Il ressort des pièces du dossier que M. A… a déposé sa demande de titre de séjour le 8 octobre 2023 en qualité de parent d’enfant français après la naissance, le 20 février 2023, de son enfant D… A…. Une demande de complément de pièces lui a été adressée le 17 janvier 2024 à laquelle il a été répondu le 28 janvier suivant de sorte qu’une décision implicite de rejet est née le 28 mai 2024, la seconde demande de complément de pièces étant intervenue le 4 novembre 2024, soit au-delà du délai de quatre mois alors qu’aucun élément ne permet d’établir que son dossier était incomplet. Toutefois, par une décision du 2 décembre 2024, le préfet de la Haute-Garonne s’est estimé incompétent territorialement, M. A… résidant alors dans le département de Seine-Saint-Denis. Il résulte de ce qui précède que cette décision s’est substituée à la décision implicite de rejet. En tout état de cause, M. A… ne démontre pas qu’il remplissait alors les conditions précitées de l’article L. 423-7 du code de l’entrée et du séjour des étrangers et du droit d’asile pour bénéficier d’un titre de séjour sur ce motif. Par ailleurs, il ne peut utilement se prévaloir de la naissance de son second enfant, le 26 juin 2025, avec sa nouvelle compagne, circonstance postérieure au refus opposé. En revanche, il lui appartient, s’il s’y croit fondé, de faire valoir cet élément lors d’une autre demande de titre de séjour auprès du préfet de département dans lequel il réside. Enfin, la décision attaquée n’ayant pas pour effet de procéder à son éloignement forcé, la seule circonstance qu’il réside auprès de sa nouvelle compagne, dont l’ancienneté de la relation n’est pas établie, et de leur enfant ne permet pas caractériser une atteinte disproportionnée à sa vie privée et familiale.

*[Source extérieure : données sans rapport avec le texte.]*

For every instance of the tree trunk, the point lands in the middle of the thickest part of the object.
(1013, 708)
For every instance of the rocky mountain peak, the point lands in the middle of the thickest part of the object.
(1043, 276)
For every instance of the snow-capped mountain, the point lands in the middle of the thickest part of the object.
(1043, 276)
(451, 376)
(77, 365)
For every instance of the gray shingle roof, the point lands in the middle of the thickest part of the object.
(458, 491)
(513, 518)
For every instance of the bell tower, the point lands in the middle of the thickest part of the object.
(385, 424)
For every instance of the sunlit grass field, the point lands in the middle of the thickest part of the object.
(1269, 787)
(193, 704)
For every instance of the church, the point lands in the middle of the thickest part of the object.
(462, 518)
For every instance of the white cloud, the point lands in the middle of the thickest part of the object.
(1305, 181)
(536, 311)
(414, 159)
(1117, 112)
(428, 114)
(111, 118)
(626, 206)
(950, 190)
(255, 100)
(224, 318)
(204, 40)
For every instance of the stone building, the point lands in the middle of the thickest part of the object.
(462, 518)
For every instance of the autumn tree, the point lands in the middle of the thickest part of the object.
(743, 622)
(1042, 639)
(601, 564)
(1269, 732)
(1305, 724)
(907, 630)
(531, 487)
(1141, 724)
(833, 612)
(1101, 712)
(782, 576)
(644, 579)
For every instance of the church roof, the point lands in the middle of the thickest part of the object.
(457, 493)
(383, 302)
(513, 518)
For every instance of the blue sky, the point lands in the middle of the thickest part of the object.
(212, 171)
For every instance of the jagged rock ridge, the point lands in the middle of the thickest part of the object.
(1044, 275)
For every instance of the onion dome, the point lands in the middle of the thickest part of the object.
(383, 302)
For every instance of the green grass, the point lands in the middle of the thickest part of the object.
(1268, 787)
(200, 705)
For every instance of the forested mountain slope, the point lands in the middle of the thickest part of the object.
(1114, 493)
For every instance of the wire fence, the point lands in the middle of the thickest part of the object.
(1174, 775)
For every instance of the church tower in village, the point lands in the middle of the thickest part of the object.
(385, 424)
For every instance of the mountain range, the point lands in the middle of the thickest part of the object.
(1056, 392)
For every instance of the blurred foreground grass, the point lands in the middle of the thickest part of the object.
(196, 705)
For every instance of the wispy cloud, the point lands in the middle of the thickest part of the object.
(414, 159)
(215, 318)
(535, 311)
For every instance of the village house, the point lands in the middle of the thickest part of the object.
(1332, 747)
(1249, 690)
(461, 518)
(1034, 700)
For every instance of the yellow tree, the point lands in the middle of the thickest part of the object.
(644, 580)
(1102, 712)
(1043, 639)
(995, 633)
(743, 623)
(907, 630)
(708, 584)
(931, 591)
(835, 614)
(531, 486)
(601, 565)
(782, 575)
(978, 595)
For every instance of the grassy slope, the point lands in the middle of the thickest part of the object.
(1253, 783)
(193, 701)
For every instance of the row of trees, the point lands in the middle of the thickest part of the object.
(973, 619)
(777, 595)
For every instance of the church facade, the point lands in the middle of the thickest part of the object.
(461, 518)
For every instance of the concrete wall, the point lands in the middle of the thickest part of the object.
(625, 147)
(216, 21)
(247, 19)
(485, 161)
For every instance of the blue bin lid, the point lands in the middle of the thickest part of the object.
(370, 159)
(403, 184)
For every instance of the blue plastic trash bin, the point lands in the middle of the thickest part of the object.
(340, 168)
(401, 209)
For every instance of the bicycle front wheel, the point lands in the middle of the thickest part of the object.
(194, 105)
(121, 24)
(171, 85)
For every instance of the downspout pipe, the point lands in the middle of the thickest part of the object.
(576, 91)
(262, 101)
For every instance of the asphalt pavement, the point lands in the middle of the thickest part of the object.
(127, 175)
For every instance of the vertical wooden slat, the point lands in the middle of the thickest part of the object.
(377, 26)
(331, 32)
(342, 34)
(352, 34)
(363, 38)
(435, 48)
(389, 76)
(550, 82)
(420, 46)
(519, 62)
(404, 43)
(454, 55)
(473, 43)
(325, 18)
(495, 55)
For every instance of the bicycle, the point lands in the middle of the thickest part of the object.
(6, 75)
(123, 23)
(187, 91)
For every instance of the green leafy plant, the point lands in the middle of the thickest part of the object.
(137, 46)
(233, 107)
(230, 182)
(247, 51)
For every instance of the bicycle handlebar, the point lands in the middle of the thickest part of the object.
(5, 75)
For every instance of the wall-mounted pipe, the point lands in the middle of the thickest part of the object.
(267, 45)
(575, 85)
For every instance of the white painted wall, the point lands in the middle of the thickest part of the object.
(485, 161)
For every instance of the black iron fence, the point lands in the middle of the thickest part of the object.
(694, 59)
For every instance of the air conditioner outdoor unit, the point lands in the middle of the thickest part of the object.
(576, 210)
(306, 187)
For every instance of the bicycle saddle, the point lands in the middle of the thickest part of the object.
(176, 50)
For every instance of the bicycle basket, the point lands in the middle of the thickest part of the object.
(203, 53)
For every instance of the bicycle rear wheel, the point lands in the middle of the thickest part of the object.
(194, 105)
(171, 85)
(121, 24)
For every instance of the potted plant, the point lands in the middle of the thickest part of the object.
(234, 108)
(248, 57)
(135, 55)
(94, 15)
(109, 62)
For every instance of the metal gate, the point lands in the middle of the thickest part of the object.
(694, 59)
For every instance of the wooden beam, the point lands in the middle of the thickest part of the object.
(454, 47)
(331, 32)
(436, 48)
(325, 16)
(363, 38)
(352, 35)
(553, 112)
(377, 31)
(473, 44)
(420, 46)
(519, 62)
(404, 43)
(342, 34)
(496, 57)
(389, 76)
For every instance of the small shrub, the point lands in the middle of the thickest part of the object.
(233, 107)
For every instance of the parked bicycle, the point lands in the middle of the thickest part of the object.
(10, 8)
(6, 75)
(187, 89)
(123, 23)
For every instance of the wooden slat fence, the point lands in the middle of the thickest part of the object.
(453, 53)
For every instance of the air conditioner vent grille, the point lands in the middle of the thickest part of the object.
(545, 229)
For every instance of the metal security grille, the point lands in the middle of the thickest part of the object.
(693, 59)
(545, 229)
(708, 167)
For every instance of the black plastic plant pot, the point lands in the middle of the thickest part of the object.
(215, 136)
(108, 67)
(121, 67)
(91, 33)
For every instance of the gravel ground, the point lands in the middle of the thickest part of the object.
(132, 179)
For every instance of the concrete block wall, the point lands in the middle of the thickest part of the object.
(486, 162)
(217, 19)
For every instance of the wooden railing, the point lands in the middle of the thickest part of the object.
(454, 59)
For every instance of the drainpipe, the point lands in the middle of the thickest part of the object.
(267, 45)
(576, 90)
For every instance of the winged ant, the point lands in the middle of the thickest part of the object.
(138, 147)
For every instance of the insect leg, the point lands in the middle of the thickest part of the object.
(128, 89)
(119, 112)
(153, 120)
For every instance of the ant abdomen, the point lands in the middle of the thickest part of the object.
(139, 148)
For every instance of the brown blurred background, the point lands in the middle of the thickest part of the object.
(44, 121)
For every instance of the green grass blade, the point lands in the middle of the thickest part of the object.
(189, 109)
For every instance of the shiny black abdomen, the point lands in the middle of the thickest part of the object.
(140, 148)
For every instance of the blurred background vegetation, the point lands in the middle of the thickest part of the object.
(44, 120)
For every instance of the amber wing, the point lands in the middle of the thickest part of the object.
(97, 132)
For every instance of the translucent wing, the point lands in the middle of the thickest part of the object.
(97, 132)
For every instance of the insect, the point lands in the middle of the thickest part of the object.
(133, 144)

Il résulte de tout ce qui précède que les conclusions aux fins d’annulation présentées par M. A… doivent être rejetées ainsi que par voie de conséquence, ses conclusions à fin d’injonction et sans qu’il soit besoin de se prononcer sur leur recevabilité, celles présentées sur le fondement de l’article L. 521-3 du code de justice administrative.
D E C I D E :
Article 1er : La requête de M. A… est rejetée.

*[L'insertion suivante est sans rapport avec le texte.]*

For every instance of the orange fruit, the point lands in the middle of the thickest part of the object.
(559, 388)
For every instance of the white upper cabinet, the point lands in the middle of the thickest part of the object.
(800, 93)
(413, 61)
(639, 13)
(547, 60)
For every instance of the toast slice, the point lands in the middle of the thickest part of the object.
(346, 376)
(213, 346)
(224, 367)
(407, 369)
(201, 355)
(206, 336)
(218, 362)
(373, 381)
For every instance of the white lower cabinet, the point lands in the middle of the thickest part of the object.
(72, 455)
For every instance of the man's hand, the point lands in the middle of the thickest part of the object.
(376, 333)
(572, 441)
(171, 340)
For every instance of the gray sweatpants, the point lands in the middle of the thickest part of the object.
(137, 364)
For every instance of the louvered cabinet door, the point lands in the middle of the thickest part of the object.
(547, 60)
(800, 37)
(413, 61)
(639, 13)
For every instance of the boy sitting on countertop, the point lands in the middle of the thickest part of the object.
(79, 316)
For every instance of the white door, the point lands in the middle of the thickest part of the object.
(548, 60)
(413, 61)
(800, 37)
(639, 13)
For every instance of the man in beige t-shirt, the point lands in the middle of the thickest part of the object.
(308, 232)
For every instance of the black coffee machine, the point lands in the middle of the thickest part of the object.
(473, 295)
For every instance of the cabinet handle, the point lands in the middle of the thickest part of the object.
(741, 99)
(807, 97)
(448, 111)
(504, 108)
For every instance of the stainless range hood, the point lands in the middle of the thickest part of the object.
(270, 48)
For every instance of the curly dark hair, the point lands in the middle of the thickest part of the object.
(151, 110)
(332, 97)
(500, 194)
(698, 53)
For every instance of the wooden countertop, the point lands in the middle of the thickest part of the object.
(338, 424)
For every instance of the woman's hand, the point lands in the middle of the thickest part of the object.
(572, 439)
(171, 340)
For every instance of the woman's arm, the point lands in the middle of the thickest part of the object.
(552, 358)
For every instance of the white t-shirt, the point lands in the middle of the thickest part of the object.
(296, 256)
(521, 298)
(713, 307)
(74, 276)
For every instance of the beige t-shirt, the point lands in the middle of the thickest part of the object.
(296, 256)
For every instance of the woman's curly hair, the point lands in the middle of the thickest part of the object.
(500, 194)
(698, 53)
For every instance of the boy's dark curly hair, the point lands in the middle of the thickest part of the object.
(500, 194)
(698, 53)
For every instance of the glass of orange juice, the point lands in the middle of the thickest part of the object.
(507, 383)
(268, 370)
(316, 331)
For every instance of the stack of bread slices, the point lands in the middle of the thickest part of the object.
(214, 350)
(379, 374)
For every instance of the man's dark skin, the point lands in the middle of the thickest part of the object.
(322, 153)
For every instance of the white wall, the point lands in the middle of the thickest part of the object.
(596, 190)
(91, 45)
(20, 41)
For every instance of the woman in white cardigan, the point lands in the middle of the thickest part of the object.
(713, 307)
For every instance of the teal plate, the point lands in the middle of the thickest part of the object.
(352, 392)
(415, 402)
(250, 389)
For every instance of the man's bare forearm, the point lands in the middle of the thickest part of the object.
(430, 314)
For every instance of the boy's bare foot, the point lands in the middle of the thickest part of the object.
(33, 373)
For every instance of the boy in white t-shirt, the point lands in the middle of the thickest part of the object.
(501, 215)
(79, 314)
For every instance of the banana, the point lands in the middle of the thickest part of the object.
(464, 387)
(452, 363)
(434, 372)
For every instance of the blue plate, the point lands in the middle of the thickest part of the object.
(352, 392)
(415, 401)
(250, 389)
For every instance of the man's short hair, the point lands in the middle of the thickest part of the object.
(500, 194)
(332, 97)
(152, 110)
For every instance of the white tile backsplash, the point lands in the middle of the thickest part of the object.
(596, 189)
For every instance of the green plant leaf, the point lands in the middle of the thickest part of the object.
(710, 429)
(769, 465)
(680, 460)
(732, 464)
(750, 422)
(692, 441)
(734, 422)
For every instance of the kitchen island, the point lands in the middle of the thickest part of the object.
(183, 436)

Article 2 : Le présent jugement sera notifié à M. B… A… et au préfet de la Haute-Garonne.
Délibéré après l’audience du 7 avril 2026, à laquelle siégeaient :
Mme Fabienne Billet-Ydier, présidente,
Mme Sylvie Cherrier, vice-présidente,
Mme Bénédicte Mérard, première conseillère.
Rendu public par mise à disposition au greffe le 22 avril 2026.
La présidente, rapporteure,
Fabienne C…
L’assesseure la plus ancienne,
Sylvie Cherrier
La greffière,
Muriel Boulay
La République mande et ordonne au préfet de la Haute-Garonne en ce qui le concerne ou à tous commissaires de justice à ce requis en ce qui concerne les voies de droit commun, contre les parties privées, de pourvoir à l’exécution de la présente décision.